The concentration of spores in the indoor environment should never significantly exceed the concentration present in outdoor (ambient) air.

If a mold problem is confirmed, the next step is to identify and correct the source of the mold.  This can often involve opening wall and ceiling cavities to find hidden mold growth.  As indicated before, mold growth requires moisture.  So once the area of mold growth is found, it is imperative to correct whatever problem(s) led to mold growing in the first place (i.e., correcting any leaks or sources of excessive humidity).  There is absolutely no point to trying to eliminate mold growth (e.g., cleaning; disinfection) if the source of the problem is not corrected, as the mold will return in a very short period of time.

Once the area of mold growth has been identified and the source problem corrected, it's time for cleanup.  There's three different terms in common usage:

  • abate

  • mitigate


Both of these terms have similar meaning:  To reduce or remove a nuisance or hazard.

The third term is remediate, which has a slightly different meaning:  To restore by stopping or reversing damage.

In general, it is not that important which term is used... the outcome should be the same.  The goal is to remove any moldy and/or damaged material, clean, disinfect, and possibly treat areas where there is the possibility of any residual mold.  When all mold and mold damage has been abated, reconstruction of spaces and cavities that had to be opened can occur.  It is noted that mold remediation is not something for an amateur or do-it-yourselfer.  Without use of proper containment methods and equipment, amateur/DIY mold removal is likely to just spread the contamination throughout the building and make matters much worse.

Because mold spores and fragments can be dispersed by air currents throughout an indoor space, the entire affected indoor space, and all contents within the space, need to be carefully cleaned and disinfected following remediation activities.  And after cleanup, a round of post-remediation air sampling must be conducted to confirm that the project has met its goals, and that the involved indoor spaces can be "cleared" as safe for re-occupancy. 


Final Thoughts

A few things to consider if you think that you may be dealing with an indoor mold growth problem:

  • Avoid using a mold abatement contractor to conduct your initial assessment sampling.... it's just a potential conflict of interest.  All sampling should be conducted by a fully independent party who has nothing to gain from the results.

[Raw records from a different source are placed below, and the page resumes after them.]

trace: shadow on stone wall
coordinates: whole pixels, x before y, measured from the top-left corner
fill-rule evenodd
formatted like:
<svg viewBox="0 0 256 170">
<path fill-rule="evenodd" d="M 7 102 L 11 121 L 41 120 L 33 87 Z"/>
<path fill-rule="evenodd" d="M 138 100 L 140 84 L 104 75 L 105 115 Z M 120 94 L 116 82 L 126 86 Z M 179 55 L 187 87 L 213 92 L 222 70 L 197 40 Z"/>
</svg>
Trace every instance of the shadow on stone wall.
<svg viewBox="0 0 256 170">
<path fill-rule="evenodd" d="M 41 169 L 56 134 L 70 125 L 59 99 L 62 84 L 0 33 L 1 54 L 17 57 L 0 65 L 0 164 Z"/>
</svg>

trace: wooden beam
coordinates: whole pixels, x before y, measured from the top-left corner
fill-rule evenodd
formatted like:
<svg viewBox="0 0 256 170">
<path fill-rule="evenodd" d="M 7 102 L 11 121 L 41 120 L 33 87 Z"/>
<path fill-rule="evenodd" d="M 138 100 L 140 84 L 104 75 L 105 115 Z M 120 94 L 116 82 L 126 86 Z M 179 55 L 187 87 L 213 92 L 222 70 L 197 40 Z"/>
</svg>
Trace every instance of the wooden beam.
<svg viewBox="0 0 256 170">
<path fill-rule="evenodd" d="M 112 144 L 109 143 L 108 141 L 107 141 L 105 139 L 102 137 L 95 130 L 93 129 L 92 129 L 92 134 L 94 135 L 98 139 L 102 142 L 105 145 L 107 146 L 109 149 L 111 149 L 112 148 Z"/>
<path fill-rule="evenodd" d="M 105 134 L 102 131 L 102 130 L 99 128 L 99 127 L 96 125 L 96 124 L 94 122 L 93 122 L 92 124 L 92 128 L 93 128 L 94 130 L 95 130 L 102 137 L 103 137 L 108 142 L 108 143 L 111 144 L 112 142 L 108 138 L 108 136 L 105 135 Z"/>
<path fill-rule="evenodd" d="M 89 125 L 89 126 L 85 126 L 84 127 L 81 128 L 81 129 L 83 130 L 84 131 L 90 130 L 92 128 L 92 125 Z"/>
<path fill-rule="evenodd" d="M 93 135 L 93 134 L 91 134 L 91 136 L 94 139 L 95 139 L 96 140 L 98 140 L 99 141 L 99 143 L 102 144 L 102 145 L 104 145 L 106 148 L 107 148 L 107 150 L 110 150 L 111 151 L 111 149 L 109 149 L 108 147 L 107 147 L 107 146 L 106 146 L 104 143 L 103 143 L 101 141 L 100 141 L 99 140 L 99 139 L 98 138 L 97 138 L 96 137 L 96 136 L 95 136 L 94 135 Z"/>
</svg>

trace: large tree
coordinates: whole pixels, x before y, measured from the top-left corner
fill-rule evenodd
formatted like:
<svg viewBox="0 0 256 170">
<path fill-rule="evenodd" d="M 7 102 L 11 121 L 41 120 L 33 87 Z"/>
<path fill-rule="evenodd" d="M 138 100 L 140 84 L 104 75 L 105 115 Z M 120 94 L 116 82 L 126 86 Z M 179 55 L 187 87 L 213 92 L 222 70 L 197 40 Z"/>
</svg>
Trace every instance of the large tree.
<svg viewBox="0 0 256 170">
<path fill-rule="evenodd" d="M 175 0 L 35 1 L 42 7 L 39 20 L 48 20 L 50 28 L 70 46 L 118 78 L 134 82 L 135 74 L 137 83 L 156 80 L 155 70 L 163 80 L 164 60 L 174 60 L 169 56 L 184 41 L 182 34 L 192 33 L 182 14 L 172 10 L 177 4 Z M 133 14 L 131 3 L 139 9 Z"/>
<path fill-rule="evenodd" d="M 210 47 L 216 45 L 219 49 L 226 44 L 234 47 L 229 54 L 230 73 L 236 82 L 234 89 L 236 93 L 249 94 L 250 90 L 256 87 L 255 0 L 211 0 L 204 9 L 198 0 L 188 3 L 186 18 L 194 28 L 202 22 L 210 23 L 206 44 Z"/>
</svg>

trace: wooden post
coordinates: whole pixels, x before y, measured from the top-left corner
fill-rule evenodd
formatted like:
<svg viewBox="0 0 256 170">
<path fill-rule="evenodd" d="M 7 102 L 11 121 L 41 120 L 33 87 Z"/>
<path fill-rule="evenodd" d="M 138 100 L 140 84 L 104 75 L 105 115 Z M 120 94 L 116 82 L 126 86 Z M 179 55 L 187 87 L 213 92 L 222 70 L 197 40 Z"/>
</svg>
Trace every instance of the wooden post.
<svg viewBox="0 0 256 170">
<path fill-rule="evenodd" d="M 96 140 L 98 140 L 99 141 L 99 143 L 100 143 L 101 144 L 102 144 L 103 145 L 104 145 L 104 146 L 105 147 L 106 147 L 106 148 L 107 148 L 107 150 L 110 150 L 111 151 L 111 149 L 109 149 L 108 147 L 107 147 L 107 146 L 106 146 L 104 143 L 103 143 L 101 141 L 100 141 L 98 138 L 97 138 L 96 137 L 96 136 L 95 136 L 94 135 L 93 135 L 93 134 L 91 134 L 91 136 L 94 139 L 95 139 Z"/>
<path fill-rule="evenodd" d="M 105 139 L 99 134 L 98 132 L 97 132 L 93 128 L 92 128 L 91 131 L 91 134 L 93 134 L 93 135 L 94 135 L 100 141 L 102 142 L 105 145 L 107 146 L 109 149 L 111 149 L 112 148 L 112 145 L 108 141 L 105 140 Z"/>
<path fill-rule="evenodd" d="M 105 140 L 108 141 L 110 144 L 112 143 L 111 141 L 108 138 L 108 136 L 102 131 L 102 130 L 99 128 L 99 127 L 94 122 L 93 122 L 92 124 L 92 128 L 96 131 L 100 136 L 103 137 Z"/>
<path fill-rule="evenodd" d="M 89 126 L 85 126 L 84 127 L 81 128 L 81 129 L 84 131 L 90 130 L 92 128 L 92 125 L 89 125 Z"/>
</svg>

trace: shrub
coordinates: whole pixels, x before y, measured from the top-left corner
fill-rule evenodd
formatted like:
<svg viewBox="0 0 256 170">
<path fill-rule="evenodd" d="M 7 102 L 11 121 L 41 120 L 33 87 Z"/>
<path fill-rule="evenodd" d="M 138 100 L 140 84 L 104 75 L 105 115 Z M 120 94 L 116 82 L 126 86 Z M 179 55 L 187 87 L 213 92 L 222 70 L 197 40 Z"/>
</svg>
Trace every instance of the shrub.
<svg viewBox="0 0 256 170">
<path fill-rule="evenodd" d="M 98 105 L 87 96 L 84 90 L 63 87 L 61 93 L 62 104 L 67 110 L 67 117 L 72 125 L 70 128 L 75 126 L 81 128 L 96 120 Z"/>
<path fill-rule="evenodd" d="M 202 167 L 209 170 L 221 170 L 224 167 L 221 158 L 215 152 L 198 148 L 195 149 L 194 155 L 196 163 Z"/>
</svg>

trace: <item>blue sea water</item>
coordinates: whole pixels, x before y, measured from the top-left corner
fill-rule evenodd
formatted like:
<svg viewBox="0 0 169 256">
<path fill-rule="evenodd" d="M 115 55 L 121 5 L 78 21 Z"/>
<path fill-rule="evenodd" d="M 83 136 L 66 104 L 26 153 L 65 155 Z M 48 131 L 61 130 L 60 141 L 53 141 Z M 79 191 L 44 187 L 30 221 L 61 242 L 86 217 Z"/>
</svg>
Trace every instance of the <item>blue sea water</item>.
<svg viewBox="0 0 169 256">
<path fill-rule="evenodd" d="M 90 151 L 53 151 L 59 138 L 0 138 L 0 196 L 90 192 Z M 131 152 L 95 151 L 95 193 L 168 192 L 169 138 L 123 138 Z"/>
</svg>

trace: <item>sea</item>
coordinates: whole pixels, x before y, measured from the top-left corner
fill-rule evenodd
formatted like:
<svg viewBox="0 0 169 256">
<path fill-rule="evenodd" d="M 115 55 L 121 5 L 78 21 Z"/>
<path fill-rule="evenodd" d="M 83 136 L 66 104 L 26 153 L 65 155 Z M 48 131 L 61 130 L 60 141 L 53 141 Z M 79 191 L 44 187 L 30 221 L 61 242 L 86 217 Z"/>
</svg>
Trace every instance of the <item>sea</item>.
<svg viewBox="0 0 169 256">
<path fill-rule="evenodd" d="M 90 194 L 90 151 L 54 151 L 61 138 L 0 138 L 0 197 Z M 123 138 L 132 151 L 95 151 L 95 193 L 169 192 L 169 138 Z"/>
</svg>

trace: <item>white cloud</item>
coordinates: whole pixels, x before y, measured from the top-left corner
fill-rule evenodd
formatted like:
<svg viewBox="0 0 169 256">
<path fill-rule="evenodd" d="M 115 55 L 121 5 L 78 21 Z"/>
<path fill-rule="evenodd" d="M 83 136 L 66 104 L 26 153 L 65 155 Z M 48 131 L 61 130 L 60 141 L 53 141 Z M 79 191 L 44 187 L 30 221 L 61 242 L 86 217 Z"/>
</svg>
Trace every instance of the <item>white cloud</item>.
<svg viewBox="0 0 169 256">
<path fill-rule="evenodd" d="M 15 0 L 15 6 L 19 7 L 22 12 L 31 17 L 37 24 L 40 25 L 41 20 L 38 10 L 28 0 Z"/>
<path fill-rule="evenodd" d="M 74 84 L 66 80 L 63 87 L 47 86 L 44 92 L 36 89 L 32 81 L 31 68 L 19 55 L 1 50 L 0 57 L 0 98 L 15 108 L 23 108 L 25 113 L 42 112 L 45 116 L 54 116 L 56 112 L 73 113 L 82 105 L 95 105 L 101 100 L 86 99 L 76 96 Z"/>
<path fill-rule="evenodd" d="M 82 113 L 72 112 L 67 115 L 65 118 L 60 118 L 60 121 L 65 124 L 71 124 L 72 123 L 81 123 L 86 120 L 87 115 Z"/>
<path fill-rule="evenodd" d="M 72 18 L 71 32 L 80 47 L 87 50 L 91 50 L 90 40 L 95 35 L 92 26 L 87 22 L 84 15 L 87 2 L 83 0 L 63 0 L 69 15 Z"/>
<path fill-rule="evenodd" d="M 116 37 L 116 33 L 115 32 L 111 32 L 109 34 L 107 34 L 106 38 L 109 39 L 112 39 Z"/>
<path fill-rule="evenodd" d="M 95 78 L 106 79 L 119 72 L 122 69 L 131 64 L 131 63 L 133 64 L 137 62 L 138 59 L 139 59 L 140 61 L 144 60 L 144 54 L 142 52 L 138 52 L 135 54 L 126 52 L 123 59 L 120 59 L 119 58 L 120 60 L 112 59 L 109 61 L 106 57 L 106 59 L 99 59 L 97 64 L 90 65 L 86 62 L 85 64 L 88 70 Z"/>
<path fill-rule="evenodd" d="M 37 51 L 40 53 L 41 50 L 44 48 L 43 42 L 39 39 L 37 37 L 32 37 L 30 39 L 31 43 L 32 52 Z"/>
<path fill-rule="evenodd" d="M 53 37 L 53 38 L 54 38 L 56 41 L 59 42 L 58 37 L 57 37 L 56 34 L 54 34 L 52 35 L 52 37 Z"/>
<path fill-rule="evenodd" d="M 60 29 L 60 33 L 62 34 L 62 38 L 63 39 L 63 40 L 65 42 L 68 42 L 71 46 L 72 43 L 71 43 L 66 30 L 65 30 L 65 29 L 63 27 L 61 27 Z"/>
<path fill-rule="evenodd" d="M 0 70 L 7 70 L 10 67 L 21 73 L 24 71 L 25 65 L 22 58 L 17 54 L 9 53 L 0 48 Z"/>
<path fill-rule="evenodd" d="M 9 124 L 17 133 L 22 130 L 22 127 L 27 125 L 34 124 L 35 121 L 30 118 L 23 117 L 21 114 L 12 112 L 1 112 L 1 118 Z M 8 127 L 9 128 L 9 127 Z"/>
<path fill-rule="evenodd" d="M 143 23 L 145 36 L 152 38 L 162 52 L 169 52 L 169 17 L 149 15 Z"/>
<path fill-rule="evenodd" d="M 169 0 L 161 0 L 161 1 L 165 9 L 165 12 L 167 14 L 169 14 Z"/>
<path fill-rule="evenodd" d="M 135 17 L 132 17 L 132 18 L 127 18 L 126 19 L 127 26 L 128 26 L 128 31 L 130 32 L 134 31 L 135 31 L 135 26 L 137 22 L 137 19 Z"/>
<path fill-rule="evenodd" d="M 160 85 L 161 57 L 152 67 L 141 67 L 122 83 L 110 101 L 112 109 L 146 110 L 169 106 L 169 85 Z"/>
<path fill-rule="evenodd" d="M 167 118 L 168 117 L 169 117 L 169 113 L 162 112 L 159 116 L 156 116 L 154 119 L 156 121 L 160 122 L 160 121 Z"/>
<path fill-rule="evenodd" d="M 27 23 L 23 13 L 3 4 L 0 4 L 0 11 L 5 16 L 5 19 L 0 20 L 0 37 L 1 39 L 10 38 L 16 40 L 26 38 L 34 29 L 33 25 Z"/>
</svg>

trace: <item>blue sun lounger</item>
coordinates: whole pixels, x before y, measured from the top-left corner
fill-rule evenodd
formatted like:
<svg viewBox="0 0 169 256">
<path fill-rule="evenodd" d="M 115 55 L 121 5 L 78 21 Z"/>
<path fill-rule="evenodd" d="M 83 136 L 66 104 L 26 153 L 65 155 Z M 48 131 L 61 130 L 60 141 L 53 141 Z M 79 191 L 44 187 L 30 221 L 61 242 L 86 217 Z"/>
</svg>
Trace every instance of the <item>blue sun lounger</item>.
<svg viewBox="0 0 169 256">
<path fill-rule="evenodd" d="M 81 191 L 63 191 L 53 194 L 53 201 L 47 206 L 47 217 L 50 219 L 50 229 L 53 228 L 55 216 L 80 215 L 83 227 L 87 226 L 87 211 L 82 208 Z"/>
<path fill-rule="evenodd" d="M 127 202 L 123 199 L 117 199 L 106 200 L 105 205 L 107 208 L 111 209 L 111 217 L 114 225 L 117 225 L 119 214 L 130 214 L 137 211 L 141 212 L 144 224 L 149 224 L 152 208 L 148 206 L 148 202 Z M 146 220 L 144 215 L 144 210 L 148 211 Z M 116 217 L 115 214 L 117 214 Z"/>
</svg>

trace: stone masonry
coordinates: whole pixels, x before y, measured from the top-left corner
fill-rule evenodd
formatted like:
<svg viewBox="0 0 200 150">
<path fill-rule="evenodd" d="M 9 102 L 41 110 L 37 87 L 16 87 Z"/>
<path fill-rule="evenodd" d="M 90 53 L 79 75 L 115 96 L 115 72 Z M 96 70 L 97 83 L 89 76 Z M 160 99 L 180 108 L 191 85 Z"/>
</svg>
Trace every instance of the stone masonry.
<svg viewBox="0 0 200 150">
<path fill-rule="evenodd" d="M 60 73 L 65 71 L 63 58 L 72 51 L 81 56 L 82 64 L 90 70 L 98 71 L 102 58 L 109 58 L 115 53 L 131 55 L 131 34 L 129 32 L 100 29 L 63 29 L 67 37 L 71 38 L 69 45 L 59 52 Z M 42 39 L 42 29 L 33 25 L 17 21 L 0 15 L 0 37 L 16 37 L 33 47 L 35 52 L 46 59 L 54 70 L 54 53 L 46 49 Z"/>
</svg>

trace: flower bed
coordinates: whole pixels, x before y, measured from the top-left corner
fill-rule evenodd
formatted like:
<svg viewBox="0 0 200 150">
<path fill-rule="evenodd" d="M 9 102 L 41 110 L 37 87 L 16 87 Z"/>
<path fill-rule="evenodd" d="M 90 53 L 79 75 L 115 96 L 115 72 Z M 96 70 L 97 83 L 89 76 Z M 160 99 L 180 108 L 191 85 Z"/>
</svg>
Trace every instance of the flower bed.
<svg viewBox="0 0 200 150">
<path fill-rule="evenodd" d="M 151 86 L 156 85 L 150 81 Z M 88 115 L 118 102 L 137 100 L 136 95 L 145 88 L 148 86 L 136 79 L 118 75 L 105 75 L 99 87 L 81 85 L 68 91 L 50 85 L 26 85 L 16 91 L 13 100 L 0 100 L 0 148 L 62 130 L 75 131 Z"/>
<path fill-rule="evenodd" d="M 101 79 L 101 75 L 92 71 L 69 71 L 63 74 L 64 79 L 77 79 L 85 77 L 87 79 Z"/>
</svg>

  • Be cautious about who you hire to do mold sampling.  Just because someone has all the sampling equipment, and is reasonably competent at using it, doesn't mean that they are experts at evaluating a potential mold problem.  Too often we've seen sampling "technicians" submit pretty much incomprehensible analysis reports to people, with no explanation as to what the results potentially mean.  You need to hire people that understand mold, who can fully explain to you what the sampling results mean, and who can make reasonable recommendations as to what (if anything) needs to be done to correct the problem.

  • Do not get talked into a costly, possibly unnecessary, mold abatement project.  Always seek at least one or two independent opinions, from qualified professionals, before committing to a major mold abatement process.

  • If you in fact are dealing with a significant mold growth issue, you are probably going to need an interdisciplinary team of professionals to correct the problem(s).  The team will often include industrial hygienists, microbiologists, a mold abatement contractor, and possibly also a construction contractor.  And because a mold abatement / remediation project can be very complex and somewhat overwhelming in scope, you may also want to hire a project manager: Someone to prepare the scope of work, coordinate all the participants, validate the procedures used, work completed, and results obtained, and document the project and certify that the work has been completed to acceptable standards (a final project report).